Jan 2, 2011

Blue money


Today's flick was 1972's Blue Money , a movie about a porno movie director who's about to be forced to go out of business due to a police investigation aimed at shutting down every porno movie studio in L.A.


So the story presents us Jim (Alain Patrick) who seems to have accomplished everything a man could ask for  he's married to the beautiful and supportive Lisa (Barbara Mills), has a healthy cute baby, and works a cool gig as the director of hardcore porno fare.
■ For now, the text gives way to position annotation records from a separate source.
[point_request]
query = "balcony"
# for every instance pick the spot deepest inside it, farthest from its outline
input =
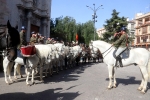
(26, 4)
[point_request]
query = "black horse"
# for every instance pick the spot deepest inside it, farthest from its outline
(9, 40)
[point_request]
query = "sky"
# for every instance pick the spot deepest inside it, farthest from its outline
(77, 9)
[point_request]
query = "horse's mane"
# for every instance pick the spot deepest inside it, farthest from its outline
(101, 42)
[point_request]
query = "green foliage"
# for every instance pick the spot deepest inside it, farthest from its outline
(66, 28)
(113, 25)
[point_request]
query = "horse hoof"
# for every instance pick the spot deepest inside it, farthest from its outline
(114, 86)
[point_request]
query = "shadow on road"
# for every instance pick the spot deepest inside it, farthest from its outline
(67, 75)
(130, 80)
(44, 95)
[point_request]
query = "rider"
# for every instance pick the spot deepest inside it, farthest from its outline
(23, 42)
(121, 45)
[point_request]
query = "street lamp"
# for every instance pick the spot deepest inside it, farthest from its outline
(94, 16)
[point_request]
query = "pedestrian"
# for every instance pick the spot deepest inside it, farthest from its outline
(33, 38)
(121, 45)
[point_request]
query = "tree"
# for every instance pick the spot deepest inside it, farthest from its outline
(113, 25)
(66, 28)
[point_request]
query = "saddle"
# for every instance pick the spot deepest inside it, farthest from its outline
(123, 55)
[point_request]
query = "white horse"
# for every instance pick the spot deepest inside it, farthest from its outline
(32, 63)
(138, 56)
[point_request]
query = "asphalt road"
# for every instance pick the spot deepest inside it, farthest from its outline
(84, 82)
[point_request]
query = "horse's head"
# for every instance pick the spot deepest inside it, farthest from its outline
(13, 36)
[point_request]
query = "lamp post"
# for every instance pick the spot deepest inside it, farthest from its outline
(94, 16)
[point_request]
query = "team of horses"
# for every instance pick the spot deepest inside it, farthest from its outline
(58, 56)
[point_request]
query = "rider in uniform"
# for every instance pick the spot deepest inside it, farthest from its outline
(33, 38)
(23, 42)
(121, 45)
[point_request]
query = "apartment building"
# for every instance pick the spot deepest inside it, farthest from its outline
(100, 32)
(33, 14)
(142, 30)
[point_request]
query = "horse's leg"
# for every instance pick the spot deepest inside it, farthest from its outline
(27, 78)
(15, 67)
(5, 67)
(50, 69)
(41, 72)
(145, 76)
(110, 70)
(113, 73)
(47, 66)
(19, 71)
(9, 71)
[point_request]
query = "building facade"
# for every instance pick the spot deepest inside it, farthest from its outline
(142, 30)
(33, 14)
(100, 32)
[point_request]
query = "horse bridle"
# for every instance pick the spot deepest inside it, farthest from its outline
(104, 51)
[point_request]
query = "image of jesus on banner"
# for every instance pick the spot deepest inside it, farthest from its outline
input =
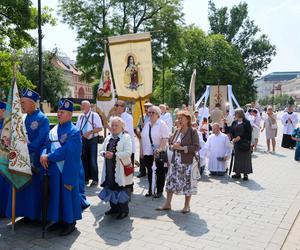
(104, 93)
(132, 76)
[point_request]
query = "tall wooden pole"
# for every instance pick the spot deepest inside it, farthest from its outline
(40, 37)
(13, 206)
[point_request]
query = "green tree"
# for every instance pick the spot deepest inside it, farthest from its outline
(95, 20)
(54, 83)
(238, 29)
(16, 18)
(7, 61)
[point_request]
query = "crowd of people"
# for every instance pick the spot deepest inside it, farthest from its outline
(175, 149)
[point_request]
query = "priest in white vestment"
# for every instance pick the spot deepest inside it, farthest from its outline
(218, 151)
(289, 121)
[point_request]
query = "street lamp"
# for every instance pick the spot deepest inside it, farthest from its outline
(164, 46)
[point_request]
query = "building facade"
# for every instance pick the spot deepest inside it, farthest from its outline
(78, 89)
(273, 83)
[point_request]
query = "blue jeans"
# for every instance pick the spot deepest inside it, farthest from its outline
(89, 158)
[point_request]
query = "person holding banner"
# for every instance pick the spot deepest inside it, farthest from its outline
(29, 199)
(154, 140)
(4, 185)
(127, 118)
(90, 125)
(116, 181)
(62, 160)
(180, 180)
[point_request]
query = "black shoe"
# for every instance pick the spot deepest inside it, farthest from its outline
(122, 215)
(111, 212)
(157, 196)
(24, 220)
(94, 184)
(68, 228)
(54, 227)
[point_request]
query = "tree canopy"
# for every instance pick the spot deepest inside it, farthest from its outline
(233, 51)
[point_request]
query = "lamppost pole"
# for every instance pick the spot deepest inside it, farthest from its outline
(40, 37)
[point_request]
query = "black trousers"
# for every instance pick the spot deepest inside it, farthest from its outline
(142, 166)
(122, 207)
(160, 173)
(89, 158)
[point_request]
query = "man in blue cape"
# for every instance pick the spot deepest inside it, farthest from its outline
(29, 199)
(62, 159)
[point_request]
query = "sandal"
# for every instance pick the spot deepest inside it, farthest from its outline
(163, 209)
(185, 211)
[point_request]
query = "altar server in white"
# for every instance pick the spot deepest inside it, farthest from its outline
(218, 151)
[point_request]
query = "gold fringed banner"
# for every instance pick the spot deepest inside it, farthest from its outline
(131, 58)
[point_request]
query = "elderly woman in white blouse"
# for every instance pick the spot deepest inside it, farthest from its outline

Jim's seemingly perfect life starts to fall apart when he has an extramarital fling with yummy blonde Ingrid (Inga Maria) and the local Los Angeles vice cops close in to make a bust. 




Director Patrick and screenwriter Nick Boretz offer a fascinatingly stark, gritty and seamy behind-the-scenes peek at the funky early 70's smut cinema trade. 


Although this movie delivers a fair amount of nudity and soft-core sex, it's surprisingly not that trashy or exploitative. In fact, Patrick and Beretz handle the sordid subject matter in an admirably casual, nonjudgmental and matter-of-fact way. Patrick and Mills give engagingly natural performances in the lead roles; they receive sound support from Jeff Gall as shrewd sleazeball producer Mike, Oliver Aubrey as smarmy investor Fatman, Steve Roberson as nervous theater owner Freddie, and Gary Kent as a browbeating vice cop. 70's skinflick starlets Sandy Dempsey, Maria Arnold, Eve Orlon, and Suzanne Fields pop up as various actresses who do what they do in Jim's dirty pictures. R. Michael Stringer's crisp cinematography does the trick. The neatly varied score alternates between melodic acoustic folk and groovy prog-rock. Executive produced by noted adult filmmaker Bob Chinn (he made the famous Johnny Wadd features starring the legendary John Holmes), this offbeat and intriguing unsung sleeper overall sizes up as a more accurate and authentic small scale version of "Boogie Nights."